= F.B. McFarren =

Frederick Bruce McFarren (born October 25, 1889, date of death unknown) was born in Toronto. His father was in the wholesale flour and grain business, purchasing the output of several mills and selling under his own brand name.

==Biography==
One of the best known figures in Canada's clay brick industry, McFarren began his career on May 23, 1904 in Corticelli's silk firm tying up parcels. Staying with Corticelli's for 3 years he then went on the road for Mussen's construction equipment. Then in 1912 became a purchasing agent for McKenzie, Mann and Company working on the Mount Royal tunnel in Montreal.

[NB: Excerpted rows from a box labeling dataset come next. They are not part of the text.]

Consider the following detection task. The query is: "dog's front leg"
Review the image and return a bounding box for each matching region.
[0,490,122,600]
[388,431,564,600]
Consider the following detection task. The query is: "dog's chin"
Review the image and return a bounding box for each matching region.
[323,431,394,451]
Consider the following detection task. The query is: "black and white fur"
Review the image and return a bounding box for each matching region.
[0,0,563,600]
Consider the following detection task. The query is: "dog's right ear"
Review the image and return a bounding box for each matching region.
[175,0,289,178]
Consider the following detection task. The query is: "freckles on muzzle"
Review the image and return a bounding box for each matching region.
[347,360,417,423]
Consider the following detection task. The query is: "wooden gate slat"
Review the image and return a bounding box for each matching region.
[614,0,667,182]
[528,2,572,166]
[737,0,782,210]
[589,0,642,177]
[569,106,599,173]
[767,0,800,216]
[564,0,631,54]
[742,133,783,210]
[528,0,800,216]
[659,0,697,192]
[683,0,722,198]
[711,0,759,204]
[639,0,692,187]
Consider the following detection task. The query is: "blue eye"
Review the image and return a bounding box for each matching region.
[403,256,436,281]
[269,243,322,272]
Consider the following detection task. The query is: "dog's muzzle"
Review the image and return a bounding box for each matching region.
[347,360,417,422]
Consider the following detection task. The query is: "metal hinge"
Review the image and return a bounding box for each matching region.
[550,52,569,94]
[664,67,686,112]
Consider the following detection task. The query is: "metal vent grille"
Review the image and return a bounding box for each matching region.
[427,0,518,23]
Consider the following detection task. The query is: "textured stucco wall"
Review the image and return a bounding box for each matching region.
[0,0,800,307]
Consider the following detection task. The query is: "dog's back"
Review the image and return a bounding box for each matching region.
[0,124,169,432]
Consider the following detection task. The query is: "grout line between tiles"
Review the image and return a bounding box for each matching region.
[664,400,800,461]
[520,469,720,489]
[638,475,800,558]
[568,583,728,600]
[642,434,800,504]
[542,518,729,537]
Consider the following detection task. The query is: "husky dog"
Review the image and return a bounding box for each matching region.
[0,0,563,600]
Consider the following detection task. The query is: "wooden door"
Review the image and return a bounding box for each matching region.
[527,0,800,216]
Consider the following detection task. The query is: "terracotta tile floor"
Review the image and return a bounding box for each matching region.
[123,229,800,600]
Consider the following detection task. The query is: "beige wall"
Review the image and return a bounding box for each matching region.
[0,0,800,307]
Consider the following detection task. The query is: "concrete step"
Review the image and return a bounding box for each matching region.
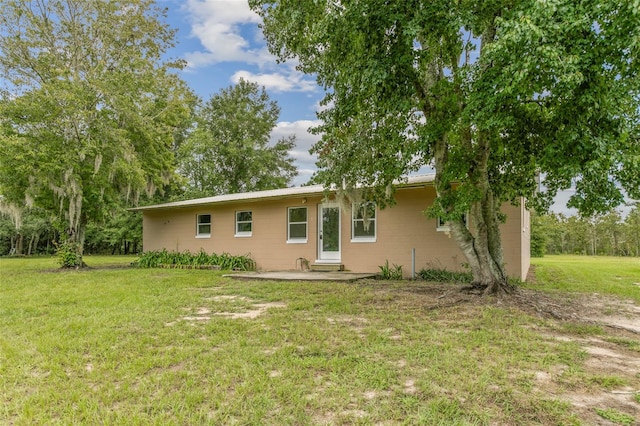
[310,263,344,272]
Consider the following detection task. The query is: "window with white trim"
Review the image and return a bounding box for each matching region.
[287,207,307,243]
[436,213,469,232]
[351,202,376,242]
[196,214,211,238]
[236,210,253,237]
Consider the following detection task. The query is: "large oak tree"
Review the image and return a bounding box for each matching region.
[249,0,640,293]
[0,0,192,263]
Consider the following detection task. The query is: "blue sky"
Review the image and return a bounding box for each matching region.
[158,0,628,214]
[158,0,323,185]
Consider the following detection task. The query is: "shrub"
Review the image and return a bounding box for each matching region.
[378,260,402,280]
[133,249,255,271]
[55,241,82,268]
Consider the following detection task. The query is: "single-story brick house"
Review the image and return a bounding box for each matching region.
[132,175,530,280]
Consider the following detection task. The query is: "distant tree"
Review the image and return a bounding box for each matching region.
[530,211,549,257]
[624,203,640,256]
[0,0,193,265]
[179,80,298,197]
[254,0,640,293]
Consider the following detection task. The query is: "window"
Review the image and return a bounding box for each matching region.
[436,213,469,232]
[351,202,376,242]
[287,207,307,243]
[236,211,253,237]
[196,214,211,238]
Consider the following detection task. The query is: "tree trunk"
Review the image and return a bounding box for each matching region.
[69,214,87,268]
[15,233,24,256]
[434,133,513,294]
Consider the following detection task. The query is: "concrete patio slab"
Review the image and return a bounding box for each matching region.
[223,271,377,282]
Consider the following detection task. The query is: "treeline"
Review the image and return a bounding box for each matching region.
[0,208,142,256]
[531,205,640,257]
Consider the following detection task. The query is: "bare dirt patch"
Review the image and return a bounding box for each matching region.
[363,283,640,425]
[175,295,287,326]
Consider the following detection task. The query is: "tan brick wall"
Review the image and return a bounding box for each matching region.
[143,186,529,278]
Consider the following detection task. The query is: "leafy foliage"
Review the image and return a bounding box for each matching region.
[0,0,193,264]
[56,241,82,268]
[418,266,473,284]
[378,260,402,280]
[134,249,255,271]
[250,0,640,292]
[531,206,640,256]
[179,80,298,197]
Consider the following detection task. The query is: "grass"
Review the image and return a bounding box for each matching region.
[0,257,633,425]
[531,256,640,303]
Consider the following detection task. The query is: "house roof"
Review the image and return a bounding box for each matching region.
[129,174,435,211]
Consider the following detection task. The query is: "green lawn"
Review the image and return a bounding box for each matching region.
[531,256,640,304]
[0,257,640,425]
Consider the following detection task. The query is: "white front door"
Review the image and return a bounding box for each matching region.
[318,204,340,262]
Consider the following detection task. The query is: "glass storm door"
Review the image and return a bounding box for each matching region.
[318,204,340,262]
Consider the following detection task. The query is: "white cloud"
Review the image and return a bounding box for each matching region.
[185,0,275,68]
[271,120,320,185]
[231,70,318,92]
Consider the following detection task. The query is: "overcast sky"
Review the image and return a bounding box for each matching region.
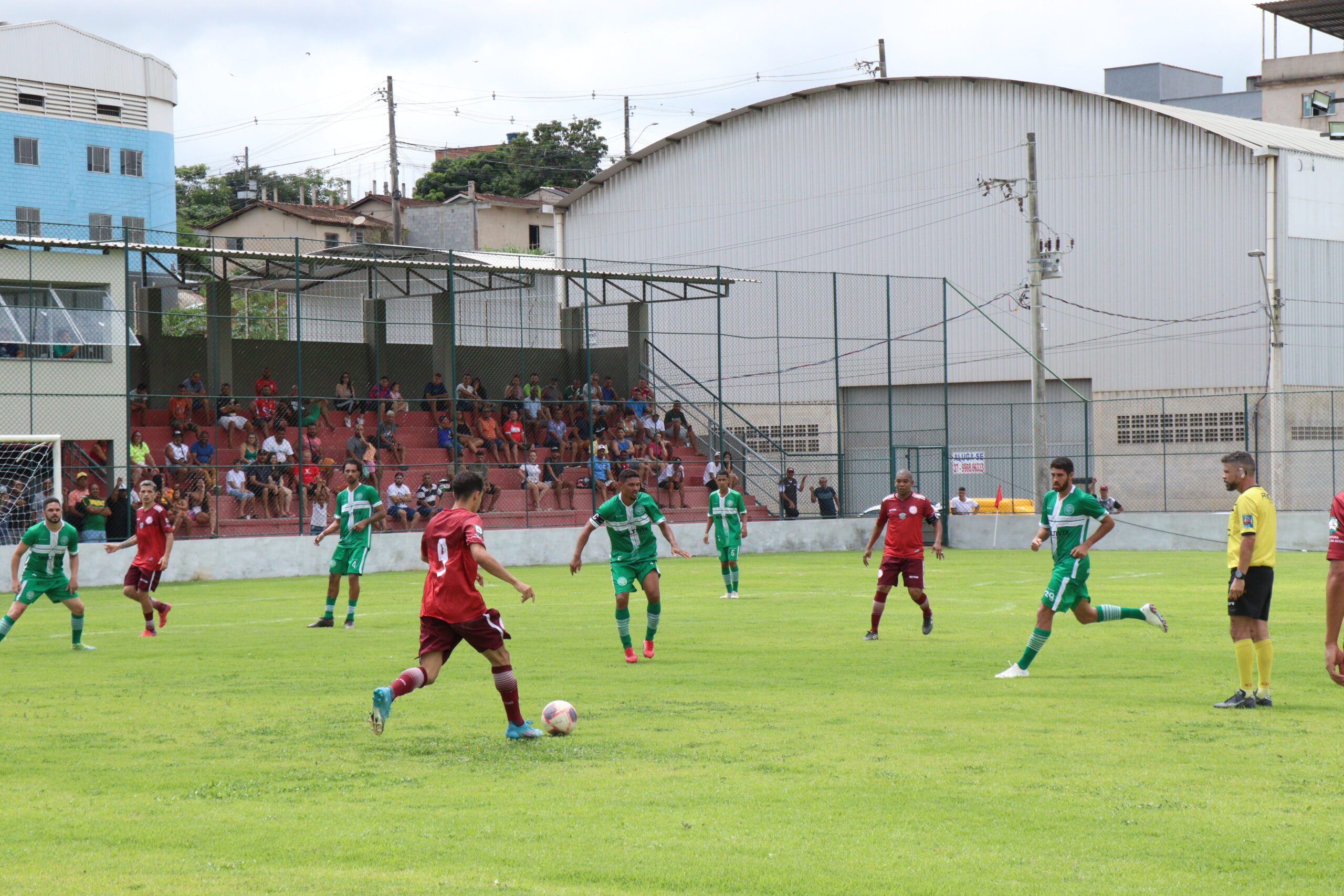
[18,0,1340,195]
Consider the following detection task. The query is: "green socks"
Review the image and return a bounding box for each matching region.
[615,607,631,648]
[1096,603,1144,623]
[1017,629,1049,669]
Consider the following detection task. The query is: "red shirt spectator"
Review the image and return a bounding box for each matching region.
[878,492,938,560]
[1325,492,1344,560]
[421,508,487,622]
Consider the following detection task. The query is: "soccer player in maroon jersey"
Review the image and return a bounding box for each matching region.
[368,470,542,740]
[863,470,942,641]
[103,480,172,638]
[1325,492,1344,685]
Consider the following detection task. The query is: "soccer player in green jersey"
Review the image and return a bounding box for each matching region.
[704,470,747,600]
[0,497,93,650]
[994,457,1167,678]
[308,461,387,629]
[570,470,691,662]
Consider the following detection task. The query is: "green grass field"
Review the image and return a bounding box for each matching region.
[0,551,1344,896]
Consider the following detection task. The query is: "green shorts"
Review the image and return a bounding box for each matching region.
[327,544,368,575]
[1040,557,1091,613]
[612,560,658,594]
[14,576,79,606]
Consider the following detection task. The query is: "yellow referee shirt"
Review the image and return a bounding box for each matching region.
[1227,485,1275,570]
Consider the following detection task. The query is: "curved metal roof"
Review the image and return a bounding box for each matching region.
[555,75,1344,208]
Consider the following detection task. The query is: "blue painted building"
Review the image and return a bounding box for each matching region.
[0,22,177,242]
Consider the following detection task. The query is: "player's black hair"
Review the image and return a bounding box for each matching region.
[1049,457,1074,476]
[1219,451,1255,476]
[453,470,485,498]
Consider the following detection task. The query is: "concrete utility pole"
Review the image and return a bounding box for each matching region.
[1027,133,1049,501]
[387,75,402,246]
[624,97,631,159]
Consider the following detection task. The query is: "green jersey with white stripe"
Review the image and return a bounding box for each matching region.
[336,485,383,548]
[20,521,79,582]
[1040,485,1106,565]
[710,489,747,548]
[589,492,664,563]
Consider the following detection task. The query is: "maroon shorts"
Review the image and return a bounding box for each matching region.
[418,610,512,660]
[878,557,923,588]
[122,565,164,591]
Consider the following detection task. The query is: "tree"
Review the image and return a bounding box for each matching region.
[414,118,606,202]
[177,165,343,233]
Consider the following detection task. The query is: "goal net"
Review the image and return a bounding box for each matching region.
[0,435,62,544]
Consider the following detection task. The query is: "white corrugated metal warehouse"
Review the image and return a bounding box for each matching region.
[559,78,1344,510]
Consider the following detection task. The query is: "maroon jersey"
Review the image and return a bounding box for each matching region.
[878,492,938,559]
[130,504,172,570]
[421,508,485,622]
[1325,492,1344,560]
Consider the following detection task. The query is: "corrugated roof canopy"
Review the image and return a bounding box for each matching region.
[555,75,1344,208]
[1255,0,1344,40]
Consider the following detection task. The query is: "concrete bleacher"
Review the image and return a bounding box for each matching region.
[132,410,775,537]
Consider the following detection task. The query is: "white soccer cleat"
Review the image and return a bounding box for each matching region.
[1138,603,1167,631]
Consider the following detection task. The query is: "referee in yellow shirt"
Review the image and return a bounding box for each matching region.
[1214,451,1275,709]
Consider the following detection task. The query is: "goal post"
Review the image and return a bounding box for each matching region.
[0,434,65,544]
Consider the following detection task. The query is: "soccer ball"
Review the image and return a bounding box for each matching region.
[542,700,579,736]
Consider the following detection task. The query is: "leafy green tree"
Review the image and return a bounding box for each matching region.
[414,118,606,202]
[177,165,341,233]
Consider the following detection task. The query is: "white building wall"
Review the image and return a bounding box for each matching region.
[566,78,1290,392]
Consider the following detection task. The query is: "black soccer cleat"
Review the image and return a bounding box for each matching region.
[1214,688,1255,709]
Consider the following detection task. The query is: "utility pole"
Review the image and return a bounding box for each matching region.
[387,75,402,246]
[1027,133,1049,501]
[624,97,631,159]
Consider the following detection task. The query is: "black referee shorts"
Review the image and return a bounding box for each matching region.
[1227,567,1274,622]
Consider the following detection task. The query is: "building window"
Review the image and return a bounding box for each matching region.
[14,137,38,165]
[1116,411,1246,445]
[89,212,111,239]
[121,149,145,177]
[14,206,41,236]
[85,146,111,175]
[1303,90,1336,118]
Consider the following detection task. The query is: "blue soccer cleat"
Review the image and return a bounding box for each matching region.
[368,688,393,735]
[504,719,542,740]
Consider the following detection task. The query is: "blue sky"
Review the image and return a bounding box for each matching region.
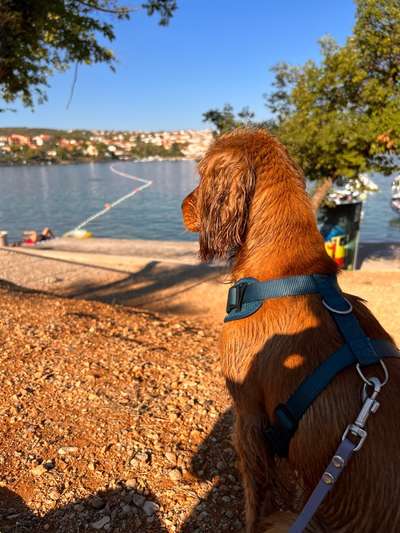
[0,0,355,130]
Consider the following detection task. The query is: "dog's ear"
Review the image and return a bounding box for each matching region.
[182,187,200,233]
[198,145,255,261]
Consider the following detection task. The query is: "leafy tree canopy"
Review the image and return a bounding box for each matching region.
[267,0,400,180]
[0,0,177,107]
[203,104,267,135]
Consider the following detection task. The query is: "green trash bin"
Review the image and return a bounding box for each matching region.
[318,201,363,270]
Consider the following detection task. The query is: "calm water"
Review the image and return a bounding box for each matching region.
[0,161,400,242]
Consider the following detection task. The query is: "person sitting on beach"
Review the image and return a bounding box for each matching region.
[23,228,55,245]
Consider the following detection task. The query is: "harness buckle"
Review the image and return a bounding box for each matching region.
[226,281,247,314]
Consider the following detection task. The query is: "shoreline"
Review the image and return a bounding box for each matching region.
[0,156,196,168]
[8,237,400,270]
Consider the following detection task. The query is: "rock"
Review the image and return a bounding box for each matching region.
[143,501,160,516]
[132,494,146,507]
[168,468,182,481]
[88,494,105,509]
[57,446,78,455]
[90,515,111,529]
[125,478,137,489]
[165,452,176,465]
[42,459,55,470]
[31,465,47,477]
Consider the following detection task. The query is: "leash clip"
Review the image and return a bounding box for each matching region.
[342,377,385,452]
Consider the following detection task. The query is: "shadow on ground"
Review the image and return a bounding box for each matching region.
[0,487,168,533]
[180,409,244,533]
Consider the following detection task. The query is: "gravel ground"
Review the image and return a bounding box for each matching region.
[0,282,242,532]
[0,251,400,533]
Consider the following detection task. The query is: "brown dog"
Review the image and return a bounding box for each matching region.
[182,129,400,533]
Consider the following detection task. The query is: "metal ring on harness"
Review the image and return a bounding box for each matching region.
[322,296,353,315]
[356,359,389,387]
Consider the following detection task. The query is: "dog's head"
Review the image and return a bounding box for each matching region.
[182,128,302,261]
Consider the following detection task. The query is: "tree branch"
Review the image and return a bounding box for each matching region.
[76,0,140,15]
[311,178,333,213]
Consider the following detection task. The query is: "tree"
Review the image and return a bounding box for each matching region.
[0,0,177,107]
[267,0,400,203]
[203,104,272,135]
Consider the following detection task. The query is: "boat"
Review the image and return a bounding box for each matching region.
[390,176,400,214]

In 1914 McFarren was approached by a syndicate that had the idea of starting a brick company. He then began to build the old Interprovincial Brick Company in Cheltenham on March 1, 1914. Five months later the first brick came out of the kiln, a record in those days.

McFarren operated the Interprovincial Brick Company for 14 years, commencing in 1914, with the exception of part of 1915 and all of 1916 which was spent in the Canadian military service as a junior officer with the 3rd. Battalion, C.E.F., at Ypres, and the 1st. Canadian Trench Mortar Battery on the Somme. He was invalided home from the military after Christmas of 1916, and while in and out of hospital, resumed management of the company.

In 1928, control of his brick company was acquired by Cooksville Brick. Later in 1954 it came into the hands of E.P. Taylor interests and then became part of the Domtar chain, but McFarren remained in management until at least 1955, when he oversaw the conversion of his plant from coal fuel to natural gas. .

In April 1929 McFarren purchased the Streetsville brick plant, renaming to McFarren Brick, just prior to the Great Depression. With times difficult and a drop in demand for bricks of about 90% by 1932. McFarren constructed an entirely new plant. At the time was modern and efficient and kept up to date. It replaced to a large extent human muscle with automatic machinery.
F. B. McFarren Memorial Park in Streetsville is named after him.